À quoi sert le Parti libéral du Québec (PLQ) sans menace référendaire ? C’est la difficile question à laquelle les membres du PLQ doivent répondre maintenant que Dominique Anglade a tiré sa révérence. Chercher un sauveur distraira probablement ceux qui cherchent une réponse simple à un problème complexe. Le parti a néanmoins besoin d’une grande introspection, et ce, même si l’autocritique n’est pas la force de la maison.

Dans un éclair de lucidité, Lucien Bouchard s’inquiétait récemment de l’état de santé du PLQ. Il rappelait que ce parti était fort lorsqu’il était « une coalition de francophones nationalistes, mais fédéralistes, avec les anglophones et les communautés ». Ayant affronté la grande coalition pour le Non, il sait de quoi il parle.

Le PLQ a toujours su être en phase avec l’ambivalence des Québécois. Il a su composer avec l’inconfort inhérent au statut de coalition sans pour autant faire l’économie de déchirements périodiques. Une défense ferme des francophones créa le Parti égalité en 1989. Une modération du désir d’affirmation post-Meech créa l’Action démocratique du Québec (ADQ) en 1994. Le PLQ savait néanmoins garder l’équilibre en jouant la gamme du fédéralisme renouvelé.

Les choses changent après qu’on a vécu la peur de l’échec référendaire en 1995. Plus question de donner quelque munition que ce soit à l’adversaire indépendantiste.

De 1998 à 2018, le PLQ domine la scène politique en promettant essentiellement deux choses : une stratégie d’endiguement référendaire et une saine gestion des finances publiques. Et cela fonctionne !

L’élan du mouvement souverainiste se casse en 1998 lorsque le PLQ remporte la pluralité des voix. De 2003 à 2012, les libéraux sont prêts à gérer l’économie d’abord avec les deux mains sur le volant et en ne se privant jamais de rappeler l’article 1 du Parti québécois (PQ). Il faudra une grève étudiante historique et les travaux de la commission Charbonneau pour donner au PQ un gouvernement… minoritaire ! Cette défaite aux allures de victoire n’offre pas un grand espace de remise en question.
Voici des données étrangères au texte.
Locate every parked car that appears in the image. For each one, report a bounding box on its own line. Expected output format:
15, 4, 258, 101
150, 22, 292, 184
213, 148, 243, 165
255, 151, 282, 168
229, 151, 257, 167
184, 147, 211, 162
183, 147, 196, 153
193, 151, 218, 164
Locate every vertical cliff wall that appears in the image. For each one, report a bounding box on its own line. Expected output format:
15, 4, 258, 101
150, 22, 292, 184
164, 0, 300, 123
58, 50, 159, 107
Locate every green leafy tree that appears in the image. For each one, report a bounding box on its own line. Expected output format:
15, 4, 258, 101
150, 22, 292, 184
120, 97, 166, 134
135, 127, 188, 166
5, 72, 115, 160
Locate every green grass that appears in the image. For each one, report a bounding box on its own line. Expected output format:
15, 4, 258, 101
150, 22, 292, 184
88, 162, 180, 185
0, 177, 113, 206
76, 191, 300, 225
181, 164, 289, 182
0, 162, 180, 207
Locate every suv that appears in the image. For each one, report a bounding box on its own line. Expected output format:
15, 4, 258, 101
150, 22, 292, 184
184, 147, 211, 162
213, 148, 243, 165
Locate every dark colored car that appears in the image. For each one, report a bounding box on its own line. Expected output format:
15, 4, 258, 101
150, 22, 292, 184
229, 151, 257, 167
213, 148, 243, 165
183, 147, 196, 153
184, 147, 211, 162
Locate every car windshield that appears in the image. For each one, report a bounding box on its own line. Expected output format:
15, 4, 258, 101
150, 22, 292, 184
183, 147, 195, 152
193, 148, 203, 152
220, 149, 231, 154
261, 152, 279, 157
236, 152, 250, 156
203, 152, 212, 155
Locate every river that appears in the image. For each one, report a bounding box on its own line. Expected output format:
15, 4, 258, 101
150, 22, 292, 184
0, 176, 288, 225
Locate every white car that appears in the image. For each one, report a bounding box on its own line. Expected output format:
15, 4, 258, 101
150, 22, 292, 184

La charte des valeurs et le poing en l’air de Pierre Karl Péladeau donneront l’élan nécessaire pour que Philippe Couillard retourne s’occuper des « vraies affaires » en 2014. Puis arrivèrent la défaite historique de 2018 et celle encore plus historique de 2022.

Une façade qui se lézarde

La longue séquence victorieuse du PLQ masque cependant une façade qui se lézarde. Après la crise des accommodements raisonnables de 2006, le PLQ remporte ses élections avec ses plus faibles pourcentages depuis le début du XXe siècle. Une part importante de l’électorat francophone hésite entre promouvoir l’indépendance ou défendre l’identité québécoise. Il se fractionne de plus en plus entre le PQ et la Coalition avenir Québec (CAQ).

Le PLQ se retrouve alors devant un défi de renouvellement lorsque la CAQ devient le nouveau socle politique des francophones en 2018. Comment cimenter sa coalition et se redéfinir sans la menace utile de l’indépendance ? La pandémie offre peu d’espace pour débattre et fait avorter la course à la chefferie. Les élections de 2022 consacrent alors la CAQ comme parti dominant. Il n’a devant lui qu’un électorat éclaté en quatre partis récoltant chacun environ 15 % des voix.

Dans cette nouvelle ère postréférendaire, le PLQ traverse une crise d’identité. Que l’on aime ça ou non, c’est important, l’identité en politique. Pour être disposé à écouter les idées qu’a à proposer un parti, l’électeur doit pouvoir minimalement s’identifier à son offre politique. Or, les résultats des élections de 2022 corroborent la thèse voulant que le PLQ est désormais perçu comme le parti des anglophones, des minorités et des Montréalais cosmopolites.

Bref, les francophones nationalistes, mais fédéralistes, ont quitté la large coalition pour le Non. Ils sont désormais éparpillés dans plusieurs véhicules politiques.

Dans un contexte où sa base militante est réduite à son noyau le plus dur, le PLQ saura-t-il opérer le recentrage nécessaire ? Ce ne sera pas une mince tâche ! Chercher à croître et à élargir la tente sera contre-intuitif pour une base qui s’est sentie tenue pour acquise pendant de nombreuses années. Troquer le désir de gagner pour le désir d’avoir raison est un risque réel qui plane sur ce natural governing party. Le PLQ doit éviter de se satisfaire d’être perçu comme une version édulcorée du Parti égalité, mais comment renouer avec l’électorat francophone sans renier ses valeurs ? Voilà un problème complexe auquel l’espérance du sauveur n’apportera aucune réponse.